To understand how far cancel culture has come, go back to March 2, 2010.
Children crowd into the Library of Congress for the 13th-annual Read Across America Day, an event that coincides with the birthday of beloved children’s author Theodor Geisel. On the stage, surrounded by red and white balloons, sits First Lady Michelle Obama. In her hands is a book, “The Cat in the Hat.” Its author was Geisel, who wrote under the pseudonym of Dr. Seuss.
At one point in the story, children are confronted with whether to confess the outrageous events of the day. Obama pauses and tells the children: “Always tell your mother the truth.”
We wonder what those children are thinking now.
Today, Geisel is undergoing a cultural reappraisal. Dr. Seuss didn’t lead a Confederate battalion in the Civil War, he didn’t shake hands with Nazi leaders, he didn’t send racist or sexist Tweets. He didn’t even sell pancake syrup.

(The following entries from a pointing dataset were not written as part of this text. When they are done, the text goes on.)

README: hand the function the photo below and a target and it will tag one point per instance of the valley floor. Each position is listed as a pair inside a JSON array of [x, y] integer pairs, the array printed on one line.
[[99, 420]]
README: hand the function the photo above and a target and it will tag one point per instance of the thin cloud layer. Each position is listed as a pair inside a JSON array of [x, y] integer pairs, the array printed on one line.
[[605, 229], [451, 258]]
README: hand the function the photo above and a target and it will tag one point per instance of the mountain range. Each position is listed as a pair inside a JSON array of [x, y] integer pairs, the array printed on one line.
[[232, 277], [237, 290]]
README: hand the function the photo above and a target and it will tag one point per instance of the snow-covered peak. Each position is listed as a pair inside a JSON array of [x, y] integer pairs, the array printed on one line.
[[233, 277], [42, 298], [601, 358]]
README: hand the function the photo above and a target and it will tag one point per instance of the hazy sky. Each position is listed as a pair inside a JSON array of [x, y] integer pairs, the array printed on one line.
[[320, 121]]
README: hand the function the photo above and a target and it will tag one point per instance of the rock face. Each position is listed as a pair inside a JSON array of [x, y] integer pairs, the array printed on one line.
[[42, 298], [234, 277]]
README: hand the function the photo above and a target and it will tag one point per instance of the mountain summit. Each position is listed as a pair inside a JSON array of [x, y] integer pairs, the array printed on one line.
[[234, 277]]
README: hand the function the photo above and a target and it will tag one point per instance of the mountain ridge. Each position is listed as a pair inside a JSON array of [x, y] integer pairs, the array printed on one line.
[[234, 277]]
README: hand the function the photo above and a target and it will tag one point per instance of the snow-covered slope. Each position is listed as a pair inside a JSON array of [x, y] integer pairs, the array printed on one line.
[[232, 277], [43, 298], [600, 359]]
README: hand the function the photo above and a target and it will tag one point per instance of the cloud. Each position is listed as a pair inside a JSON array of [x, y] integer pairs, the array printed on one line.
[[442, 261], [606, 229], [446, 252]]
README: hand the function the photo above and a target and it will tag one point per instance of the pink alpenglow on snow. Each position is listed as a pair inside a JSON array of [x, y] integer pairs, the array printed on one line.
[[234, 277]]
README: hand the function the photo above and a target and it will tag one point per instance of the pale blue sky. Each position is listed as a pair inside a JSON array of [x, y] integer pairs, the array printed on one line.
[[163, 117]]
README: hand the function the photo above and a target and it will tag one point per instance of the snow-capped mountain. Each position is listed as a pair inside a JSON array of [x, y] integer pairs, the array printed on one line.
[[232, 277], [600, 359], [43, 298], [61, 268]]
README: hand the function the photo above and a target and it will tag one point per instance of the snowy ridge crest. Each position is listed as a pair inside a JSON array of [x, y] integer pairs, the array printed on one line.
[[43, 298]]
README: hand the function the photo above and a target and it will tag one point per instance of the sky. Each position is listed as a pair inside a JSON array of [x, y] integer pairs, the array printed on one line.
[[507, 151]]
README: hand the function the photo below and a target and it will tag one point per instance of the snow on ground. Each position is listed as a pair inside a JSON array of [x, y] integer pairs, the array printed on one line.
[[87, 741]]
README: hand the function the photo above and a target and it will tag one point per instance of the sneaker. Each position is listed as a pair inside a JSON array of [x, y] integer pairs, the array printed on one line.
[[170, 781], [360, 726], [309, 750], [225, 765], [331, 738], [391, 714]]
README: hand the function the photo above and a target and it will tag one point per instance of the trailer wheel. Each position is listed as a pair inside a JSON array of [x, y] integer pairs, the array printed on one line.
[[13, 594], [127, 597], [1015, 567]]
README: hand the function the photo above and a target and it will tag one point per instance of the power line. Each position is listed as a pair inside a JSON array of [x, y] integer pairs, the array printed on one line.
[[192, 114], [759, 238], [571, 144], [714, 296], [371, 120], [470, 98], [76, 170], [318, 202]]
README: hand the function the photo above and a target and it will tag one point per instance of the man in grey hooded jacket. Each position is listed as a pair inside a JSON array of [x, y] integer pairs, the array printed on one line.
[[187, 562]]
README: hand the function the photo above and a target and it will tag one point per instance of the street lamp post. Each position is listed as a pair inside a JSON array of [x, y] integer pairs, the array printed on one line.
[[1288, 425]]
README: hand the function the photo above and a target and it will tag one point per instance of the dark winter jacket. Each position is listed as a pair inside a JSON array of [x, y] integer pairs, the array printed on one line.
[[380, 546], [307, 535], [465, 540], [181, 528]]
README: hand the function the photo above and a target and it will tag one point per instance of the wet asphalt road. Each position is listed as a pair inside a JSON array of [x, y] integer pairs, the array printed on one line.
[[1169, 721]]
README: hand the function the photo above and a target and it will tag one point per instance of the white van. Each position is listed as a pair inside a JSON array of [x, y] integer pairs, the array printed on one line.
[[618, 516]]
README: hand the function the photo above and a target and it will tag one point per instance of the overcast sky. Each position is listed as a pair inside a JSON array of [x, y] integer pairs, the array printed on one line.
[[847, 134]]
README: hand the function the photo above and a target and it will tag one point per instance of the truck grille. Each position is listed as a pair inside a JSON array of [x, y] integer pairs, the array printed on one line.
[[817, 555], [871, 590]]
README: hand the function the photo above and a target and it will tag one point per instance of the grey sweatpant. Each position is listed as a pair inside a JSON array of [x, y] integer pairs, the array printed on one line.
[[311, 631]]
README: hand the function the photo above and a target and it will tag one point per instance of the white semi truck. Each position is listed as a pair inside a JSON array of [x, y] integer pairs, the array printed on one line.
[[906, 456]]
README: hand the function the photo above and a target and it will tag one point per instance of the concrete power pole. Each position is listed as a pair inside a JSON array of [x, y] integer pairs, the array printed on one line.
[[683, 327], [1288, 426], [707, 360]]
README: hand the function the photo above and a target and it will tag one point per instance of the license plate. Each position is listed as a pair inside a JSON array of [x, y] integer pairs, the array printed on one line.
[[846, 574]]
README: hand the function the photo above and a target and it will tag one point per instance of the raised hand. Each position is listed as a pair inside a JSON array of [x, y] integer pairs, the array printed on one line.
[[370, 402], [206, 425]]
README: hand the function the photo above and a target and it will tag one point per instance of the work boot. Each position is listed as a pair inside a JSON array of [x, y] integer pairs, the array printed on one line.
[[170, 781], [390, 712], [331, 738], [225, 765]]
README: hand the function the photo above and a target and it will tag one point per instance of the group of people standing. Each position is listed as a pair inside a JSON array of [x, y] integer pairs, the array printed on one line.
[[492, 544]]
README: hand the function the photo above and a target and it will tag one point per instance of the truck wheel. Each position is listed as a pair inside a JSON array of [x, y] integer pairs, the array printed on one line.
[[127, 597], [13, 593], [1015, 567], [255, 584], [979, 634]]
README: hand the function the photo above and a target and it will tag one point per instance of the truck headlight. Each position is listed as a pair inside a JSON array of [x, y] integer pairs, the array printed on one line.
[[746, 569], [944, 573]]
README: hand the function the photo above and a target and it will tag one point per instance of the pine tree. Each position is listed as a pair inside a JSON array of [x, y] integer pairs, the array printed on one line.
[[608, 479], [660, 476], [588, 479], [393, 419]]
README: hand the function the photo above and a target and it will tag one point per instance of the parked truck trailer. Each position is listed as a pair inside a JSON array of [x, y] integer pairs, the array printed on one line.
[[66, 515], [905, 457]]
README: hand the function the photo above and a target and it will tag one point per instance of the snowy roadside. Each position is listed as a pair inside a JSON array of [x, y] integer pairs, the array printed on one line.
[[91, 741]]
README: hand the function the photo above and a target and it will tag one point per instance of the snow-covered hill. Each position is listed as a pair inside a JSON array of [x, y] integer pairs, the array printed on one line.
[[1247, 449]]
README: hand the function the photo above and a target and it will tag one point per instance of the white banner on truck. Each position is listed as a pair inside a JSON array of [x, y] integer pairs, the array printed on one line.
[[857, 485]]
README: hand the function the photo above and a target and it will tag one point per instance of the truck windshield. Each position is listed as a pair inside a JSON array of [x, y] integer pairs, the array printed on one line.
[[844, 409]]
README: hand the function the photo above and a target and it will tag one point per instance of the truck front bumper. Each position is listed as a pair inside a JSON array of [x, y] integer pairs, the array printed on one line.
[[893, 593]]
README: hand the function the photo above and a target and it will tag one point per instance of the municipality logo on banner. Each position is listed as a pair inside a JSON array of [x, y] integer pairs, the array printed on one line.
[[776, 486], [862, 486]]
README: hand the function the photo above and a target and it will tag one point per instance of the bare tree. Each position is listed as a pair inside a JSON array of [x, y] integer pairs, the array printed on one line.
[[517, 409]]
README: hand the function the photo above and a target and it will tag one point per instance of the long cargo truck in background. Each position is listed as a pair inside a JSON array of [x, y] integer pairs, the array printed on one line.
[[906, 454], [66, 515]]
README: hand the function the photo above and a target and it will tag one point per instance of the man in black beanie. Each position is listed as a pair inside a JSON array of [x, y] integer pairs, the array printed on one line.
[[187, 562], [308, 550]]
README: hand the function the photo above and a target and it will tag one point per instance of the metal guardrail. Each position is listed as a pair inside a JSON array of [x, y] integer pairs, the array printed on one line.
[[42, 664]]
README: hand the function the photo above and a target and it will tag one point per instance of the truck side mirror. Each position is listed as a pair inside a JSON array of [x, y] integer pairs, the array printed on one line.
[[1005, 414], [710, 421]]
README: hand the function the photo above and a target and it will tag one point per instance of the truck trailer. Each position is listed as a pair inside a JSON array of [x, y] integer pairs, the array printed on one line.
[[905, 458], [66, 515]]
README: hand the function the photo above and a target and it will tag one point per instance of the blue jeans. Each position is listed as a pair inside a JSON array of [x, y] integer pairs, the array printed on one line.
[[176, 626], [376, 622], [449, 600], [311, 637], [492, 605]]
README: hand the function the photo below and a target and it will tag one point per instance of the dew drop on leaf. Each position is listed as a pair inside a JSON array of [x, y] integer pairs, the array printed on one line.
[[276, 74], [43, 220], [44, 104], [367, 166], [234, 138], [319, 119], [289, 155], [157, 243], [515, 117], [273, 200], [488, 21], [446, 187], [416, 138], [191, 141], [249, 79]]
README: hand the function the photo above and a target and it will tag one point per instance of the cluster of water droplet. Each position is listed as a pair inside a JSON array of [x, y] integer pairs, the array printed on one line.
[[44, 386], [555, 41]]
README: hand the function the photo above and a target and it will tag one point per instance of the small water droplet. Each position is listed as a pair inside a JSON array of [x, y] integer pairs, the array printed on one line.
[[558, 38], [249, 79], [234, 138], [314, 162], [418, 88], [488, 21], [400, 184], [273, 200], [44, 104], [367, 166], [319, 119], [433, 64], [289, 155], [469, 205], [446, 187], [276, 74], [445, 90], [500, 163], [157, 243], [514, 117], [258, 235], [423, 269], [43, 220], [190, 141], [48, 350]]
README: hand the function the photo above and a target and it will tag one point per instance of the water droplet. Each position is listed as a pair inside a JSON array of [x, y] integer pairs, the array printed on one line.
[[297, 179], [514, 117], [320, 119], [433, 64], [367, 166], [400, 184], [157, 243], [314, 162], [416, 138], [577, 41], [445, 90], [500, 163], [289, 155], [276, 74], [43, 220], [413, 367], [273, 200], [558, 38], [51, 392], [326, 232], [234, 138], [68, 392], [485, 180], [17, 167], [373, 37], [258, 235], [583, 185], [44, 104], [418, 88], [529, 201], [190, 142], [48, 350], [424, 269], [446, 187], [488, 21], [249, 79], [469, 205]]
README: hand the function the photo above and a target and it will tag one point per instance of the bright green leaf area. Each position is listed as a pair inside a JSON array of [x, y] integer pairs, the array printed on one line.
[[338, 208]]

He wrote and illustrated children’s books, enduring classics that explored themes of ecology (“The Lorax”), acceptance of others (“The Sneetches and Other Stories”) and staying true to your word (“Horton Hatches the Egg.”)
His characters were whimsical and often anthropomorphic, but there were exceptions. The company that manages Geisel’s estate pulled six of the author’s lesser-known works for stereotypical, offensive imagery of Blacks and Asians, a move that’s not unprecedented in publishing.
That didn’t stop the cancel machinery from kicking into gear. Learning for Justice, a liberal education advocacy group, claims the works of Dr. Seuss are steeped in “orientalism, anti-Blackness and white supremacy.” A school in Virginia dropped its annual Dr. Seuss celebration. President Joe Biden omitted any mention of the author in his Read Across America Day proclamation.
Maybe it’s time to put Geisel into context with his times. Don’t you know someone out there, possibly a grandparent or great-grandparent, who was much loved but said things that made you squirm?
Prior to World War II, Geisel supported FDR and drew cartoons for a liberal magazine. His work at the time targeted anti-Semitism, Jim Crow racism and isolationism. That’s part of it. The other part came after Pearl Harbor, when his political cartoons became more crude and contained ugly stereotypes of the Japanese.
A similar dichotomy could be found in his children’s books. The point here isn’t to suggest that he should be canceled, because most of his work is still fun and meaningful, or that he should be absolved, because some of the images were offensive.
The problem is that these days you’re either Bull Connor or Mother Theresa. In looking at Geisel, and cancel culture in general, it might be time to step back and comprehend that there’s a lot of ground in between.